No pude seguir. Marsa pensaba en Jerónimo; yo, en Marsa; Jerónimo, en ella; la mujer de Jerónimo, en no sé quién; Miroslav, en María; María, en Miroslav; yo en todos, en ella sobre ella misma, y la tenía a mi mano, esperando mis caricias. Pero no se alargaron mis brazos. Pensaba en ella, hembreada bajo el cuerpo del mayoral mientras yo recibía a los primeros del entierro.

—Marsa, puta.

—Te amo.

—Zorra.

—A partir de mañana, sólo para ti.

—Buenas noches.

—Buenas.

* * *

Todos los guardas con su uniforme de lujo con bandas negras cosidas en el brazo izquierdo. Banderolas rojas y mosquetón a la funerala. El servicio, perfectamente vestido. Tomás, de negro riguroso, con la condecoración en el pecho.

Y don Crispín, de capa y bonete.

Una muchedumbre en la puerta de casa. He pedido que nadie me acompañe al panteón. Aquí será la despedida oficial. Miroslav, que ha pasado toda la noche junto al cuerpo de Mamá, se ha cambiado y viste de chófer. El me llevará en el Bentley, que irá a veinte metros del coche fúnebre. Abrazos, besos, rezos, lágrimas, y ese griterío de saludos y palmetazos en la espalda que sólo se oye en los entierros y funerales de la gente conocida. Pero el barullo me ayuda a no pensar en lo que estará ocurriendo allá, dehesa abajo, en la lomilla de las adelfas.

La ilusión de Mamá era enterrarse en el Valle de los Caídos, entre Franco y José Antonio. No le hice la gestión.

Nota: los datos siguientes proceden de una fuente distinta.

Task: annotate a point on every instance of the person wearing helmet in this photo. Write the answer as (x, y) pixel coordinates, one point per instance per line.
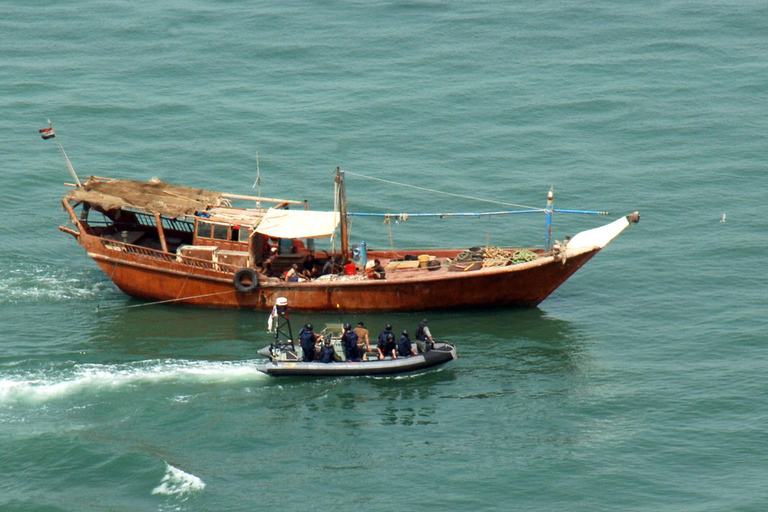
(404, 346)
(349, 342)
(308, 342)
(386, 346)
(363, 341)
(424, 340)
(327, 354)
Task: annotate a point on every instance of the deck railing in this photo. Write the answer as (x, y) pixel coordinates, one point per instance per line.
(176, 259)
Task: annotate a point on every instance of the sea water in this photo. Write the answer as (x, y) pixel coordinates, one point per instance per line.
(640, 384)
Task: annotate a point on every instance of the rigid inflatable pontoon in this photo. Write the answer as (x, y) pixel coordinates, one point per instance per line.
(284, 362)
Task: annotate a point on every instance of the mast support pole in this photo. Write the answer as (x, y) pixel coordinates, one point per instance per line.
(549, 210)
(343, 216)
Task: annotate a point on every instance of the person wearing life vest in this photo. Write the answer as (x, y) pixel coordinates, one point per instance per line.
(327, 353)
(308, 341)
(386, 346)
(349, 342)
(424, 340)
(363, 341)
(404, 346)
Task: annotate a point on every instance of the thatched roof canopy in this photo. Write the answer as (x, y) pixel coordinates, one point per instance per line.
(151, 197)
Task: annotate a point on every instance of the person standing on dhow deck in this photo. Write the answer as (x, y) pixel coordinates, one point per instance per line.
(422, 336)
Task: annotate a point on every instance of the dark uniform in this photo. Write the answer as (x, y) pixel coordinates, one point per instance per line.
(349, 342)
(386, 344)
(308, 340)
(404, 346)
(327, 353)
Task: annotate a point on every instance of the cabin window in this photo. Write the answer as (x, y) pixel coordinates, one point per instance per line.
(204, 229)
(220, 232)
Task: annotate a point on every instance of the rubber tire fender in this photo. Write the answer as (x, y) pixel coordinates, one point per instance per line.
(246, 274)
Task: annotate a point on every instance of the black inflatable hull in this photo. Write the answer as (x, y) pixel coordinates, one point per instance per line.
(441, 354)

Y le daremos tierra en el panteón de los Hendings en Jerez. Papá está aquí, en Guadalmazán, con los anteriores Sotoancho. Mejor separados. Joaquinita, la hija de Fátima y Manuel, el guarda de la zona de la Albariza, se adelanta y recita unos versos en honor de Mamá.

Que la señora marquesa

vaya muy pronto a los cielos,

y se encuentre con sus padres,

abuelos y bisabuelos.

La he felicitado. Si de Mamá dependiera, se habría levantado para darle un sopapo a la pobre niña. Pero ha tenido que aguantar el breve homenaje poético.

Don Ignacio y Ramona, nuestros viejo capellán y cocinera, respectivamente —no es necesario aclarar que Ramona no podía ser el capellán—, también han acudido.

Despedida y marcha.

La multitud se queda. Tomás, Modesto y Bubú vigilan que no se lleven nada.

Miroslav arranca.

A mi lado, don Crispín.

Marsa no ha llegado a tiempo. «Jronim», tampoco. Me duele el alma. No por Mamá.

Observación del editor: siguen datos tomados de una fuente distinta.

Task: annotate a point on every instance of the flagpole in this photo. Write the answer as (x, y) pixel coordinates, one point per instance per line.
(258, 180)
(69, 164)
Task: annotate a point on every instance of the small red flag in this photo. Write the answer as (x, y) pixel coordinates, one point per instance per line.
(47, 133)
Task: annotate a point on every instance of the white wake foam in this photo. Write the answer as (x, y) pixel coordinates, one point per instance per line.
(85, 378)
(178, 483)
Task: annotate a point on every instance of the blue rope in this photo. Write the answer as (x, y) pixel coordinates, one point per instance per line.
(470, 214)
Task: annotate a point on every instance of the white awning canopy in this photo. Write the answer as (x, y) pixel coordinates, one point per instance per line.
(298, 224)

—¿Esperamos a la señora marquesa?

—No, Miroslav. Irá por su lado.

* * *

Camino de muerte rumbo a Jerez.

Yo soy el muerto.

En el panteón, solos Miroslav, don Crispín y yo. Con algo de retraso hace su entrada Mobby acompañado de una belleza exótica. Recuerdo que debo apenarme por el fallecimiento de Su Majestad Malietoa Tanumafili II. Doy un paso hacia ellos.

—Cristian. Mi novia, Tolola Mafatú.

—Lamento mucho lo del rey de Samoa.

—Y yo lo de su madre.

—Habla muy bien el español.

—Nací en Logroño. Mi padre era importador de vinos de La Rioja y vivimos unos años en Logroño.

—Mobby no me dijo nada. Si me perdona, tengo que enterrar a mi madre.

Libero a los lectores del proceso de enterramiento. Dentera y estupor, son las palabras. Cumplido el desagradable trámite, rezo con don Crispin y me despido de Mamá. No puedo contener un arroyuelo de lágrimas. Recuerdo el poema de tío Rafael de León. El hombre que todo se lo da a una mujer caprichosa y gastona, y que encima se permite el lujo de insultar a su madre.
Toíto te lo consiento,
creo que se titulaba. Me la recitaba Aurora, un ama que tuve, mientras me bañaba. Algunos versos eran muy divertidos, siempre que el protagonista fuera otro.